Charlie Sheen, Tim Tebow, Whitney Houston, Joe the Plumber, Kim Kardashian,  Mahmoud Ahmadinejad, Benjamin Netanyahu, the pepper spray cop, Susan Boyle, Madonna, Jerry Sandusky and the boys he molested… All are hopeless and condemned without the exact same grace. That is: the grace of God, freely given through faith in the atoning sacrifice of Christ, who–though perfect and undeserving–bore our sins on that dreadful but majestic cross.

It’s absolutely scandalous, and for many, a pill too hard to swallow. We’re prideful creatures, us humans. We want to believe that “right” living warrants us  a better standing in God’s eyes than, say, the killers and thieves and pedophiles. We don’t want to believe that we are in exactly the same predicament and in need of exactly the same salvation as the world’s most evil person. We want God to reward us for being good and punish others for being bad. Deep down, pride is what leads many to resist the free gift of grace… because they can’t stomach the notion that earning or deserving are not words that exist in God’s economy of grace.

But if we can just get over our pride, emptying ourselves in the same way Christ did both in how he lived and died, the “free to all” nature of grace begins to look beautiful rather than horrific (as it did to Shin-ae). Grace becomes life-transforming precisely because it takes us outside of ourselves, freeing us from our sinful chains and narcissistic self reliance, instead focusing our attention on Christ–and what HE did that Good Friday not just for me, or you, or the “good people,” but for the world.

It’s a Good Day

I always wondered why it was called “Good Friday.” I mean, Jesus was brutally tortured and hung on a cross. There were dark skies and earthquakes and torn veils. Seems more like “Bad Friday,” doesn’t it? Really, has humanity ever had a worse day? The one time the God of the universe was actually walking around in human form on earth, and what do we do? We kill him. That’s pretty bad.

Yet we call it Good Friday. And sure enough, it is a good day. In spite of the horrors of the crucifixion, in spite of the horrors of our own sin and depravity, it is a good day. Why? Because of the last words Jesus uttered before he gave up his spirit: It is finished.

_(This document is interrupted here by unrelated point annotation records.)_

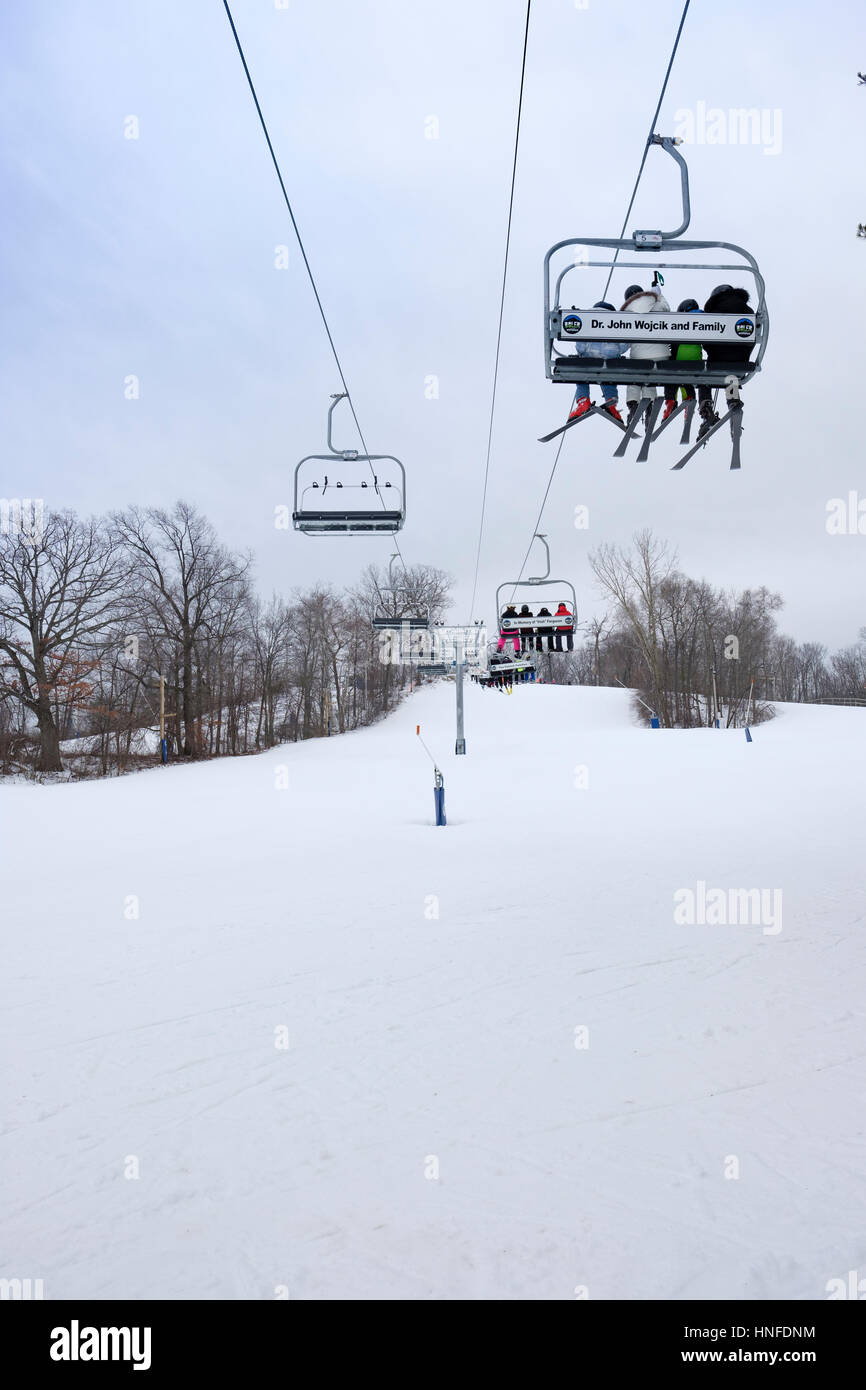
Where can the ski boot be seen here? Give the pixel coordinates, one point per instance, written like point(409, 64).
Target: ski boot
point(708, 419)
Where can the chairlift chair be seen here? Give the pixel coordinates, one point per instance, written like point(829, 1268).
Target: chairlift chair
point(398, 622)
point(321, 499)
point(535, 624)
point(563, 324)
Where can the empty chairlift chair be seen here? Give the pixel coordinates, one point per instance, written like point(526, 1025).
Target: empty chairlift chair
point(359, 494)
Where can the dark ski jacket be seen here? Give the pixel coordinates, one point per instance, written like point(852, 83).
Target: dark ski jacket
point(730, 302)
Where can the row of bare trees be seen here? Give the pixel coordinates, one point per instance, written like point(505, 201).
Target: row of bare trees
point(93, 612)
point(692, 651)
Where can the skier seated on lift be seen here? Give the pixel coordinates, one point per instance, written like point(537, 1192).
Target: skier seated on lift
point(527, 627)
point(644, 302)
point(565, 626)
point(546, 630)
point(685, 352)
point(609, 391)
point(508, 628)
point(723, 300)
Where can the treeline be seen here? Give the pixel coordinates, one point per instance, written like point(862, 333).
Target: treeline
point(666, 634)
point(92, 612)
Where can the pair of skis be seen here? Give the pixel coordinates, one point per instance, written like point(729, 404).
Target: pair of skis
point(649, 410)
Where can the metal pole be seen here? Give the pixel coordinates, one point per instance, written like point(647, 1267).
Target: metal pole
point(163, 744)
point(460, 744)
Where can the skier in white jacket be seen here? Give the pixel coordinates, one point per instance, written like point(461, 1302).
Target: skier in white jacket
point(644, 302)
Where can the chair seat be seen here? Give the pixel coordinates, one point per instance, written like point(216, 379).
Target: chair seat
point(642, 369)
point(381, 521)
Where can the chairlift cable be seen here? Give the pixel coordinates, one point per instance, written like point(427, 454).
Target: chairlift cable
point(652, 131)
point(655, 117)
point(303, 252)
point(505, 271)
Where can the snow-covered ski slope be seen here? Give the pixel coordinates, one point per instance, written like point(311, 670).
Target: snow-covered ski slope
point(433, 1130)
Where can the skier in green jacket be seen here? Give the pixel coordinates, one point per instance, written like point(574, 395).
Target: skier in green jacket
point(685, 352)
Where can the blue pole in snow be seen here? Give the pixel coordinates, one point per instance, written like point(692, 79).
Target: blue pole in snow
point(439, 798)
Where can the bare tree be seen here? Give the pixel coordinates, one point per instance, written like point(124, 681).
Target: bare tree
point(60, 588)
point(184, 573)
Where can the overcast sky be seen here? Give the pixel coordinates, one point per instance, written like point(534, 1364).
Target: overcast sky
point(156, 257)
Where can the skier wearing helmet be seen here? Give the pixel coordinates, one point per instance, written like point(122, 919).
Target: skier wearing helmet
point(723, 300)
point(581, 389)
point(644, 302)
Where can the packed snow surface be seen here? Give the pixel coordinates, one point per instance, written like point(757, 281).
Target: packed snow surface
point(270, 1030)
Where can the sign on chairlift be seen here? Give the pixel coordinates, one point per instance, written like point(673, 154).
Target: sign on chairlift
point(597, 324)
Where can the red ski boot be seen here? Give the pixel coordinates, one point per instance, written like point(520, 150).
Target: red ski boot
point(581, 407)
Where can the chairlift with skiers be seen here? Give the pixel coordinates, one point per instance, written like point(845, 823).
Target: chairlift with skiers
point(555, 620)
point(736, 341)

These are words to remember.

In the darkest hours of the night, when nightmares and migraines and monsters keep us from sleep. When car crashes and hospital bills and blood tests make us fret. When sirens and helicopters and cancer loom in the background.

It is finished.

On the days when you don’t want to wake up because you know there is way more to do than can be done, when you feel like you’ll never make a dent in the checklist. When all that you wish you were is exactly what you cannot be. When you say the wrong things and love the wrong people. When you long for the good ole days. When scotch is the only way you can make it through. When you look at the world and it hurts your gut.

It is finished.

When it all comes crashing down: bones, taxes, therapy, pottery, dishonesty, Sunday School, workman’s comp, babysitters, yoga, coffee, car insurance, insecurity, vitamins, piano lessons, treadmill, facebook, failure, success, love, loss… remember that all the trouble we’ve seen has been seen before, every hardship endured on some other rocky road. Christ took it upon himself and assumed the burden. Friends: it is finished.

“In this world you will have trouble,” said Jesus on the night before he died. “But take heart!” he continued. “I have overcome the world.”

Overcome the world? You better believe this is a good day.